Centuries-Old Rich Snobs Are Why European Food Is Spice-less

You know how white people can't handle spice? Shut up, yes you do. I don't care if you're outraged because you're white. I'm white. No, it doesn't matter how many habanero ghost pepper death sauce wings you put down that one time in college. We, as white people talking amongst ourselves, know that accomplishment doesn't really count. No, stop it. Don't bring up the time you ate a Carolina Reaper without puking and it's got two million views on YouTube. No one except your friend Derek has cared since 2007.

The reason why you, a white person, are a punch line (completely unrelated to Derek's hazy memory) is because of colonialism and classism. Used to be, you had to work a bit harder than pushing a cart up aisle seven to get some spices. Cinnamon wasn't always on your cereal and paprika wasn't always on your Doritos. Those spices come from somewhere, and that somewhere is (again) not Indiana. Could different people from different places with different crops simply reach a trade agreement, resulting in some kind of cultural exchange where everyone benefited by making their food taste better? No! This is white people we're talking about! There was war and violence!

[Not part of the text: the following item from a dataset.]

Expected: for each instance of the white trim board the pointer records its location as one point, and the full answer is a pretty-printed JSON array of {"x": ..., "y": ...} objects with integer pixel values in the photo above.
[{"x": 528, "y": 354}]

See, what spices do is add depth and complexity to dishes. And the Europeans who colonized India and the Americas desperately wanted some depth and complexity in their dishes. Only it came with a catch -- if the poors could have it, then no thank you, please.

Spices at a central market in Agadir, Morocco

Bertrand Devouard

“Sure, this tastes great, but farmers like it. Have the butler just boil everything in dishwater.”

As soon as these spices that people fought wars over were readily available and affordable for European lower classes, everyone started focusing on letting one taste shine. Instead of slow-cooking spinach and farmer's cheese in a complex blend of perfectly calculated flavors for hours until you have saag paneer, you throw some ham and cheese on bread and call it a day. Instead of pulverizing a bunch of vegetables and peppers into a salsa and dousing the resulting blend on a skirt steak to marinade, you simply broil the steak with a little salt and pepper and claim you're accentuating the beefy flavors of the beef. See, it's not about feeding people a good meal. It's about knowing that your meat is so good, poor people can't possibly appreciate it or afford it. You gotta put your meat front and center, let it shine by itself, and let the poor people know they don't deserve it. That's right, put your meat front and center. Let everyone appreciate your meat. Now, let's sprinkle on some cayenne.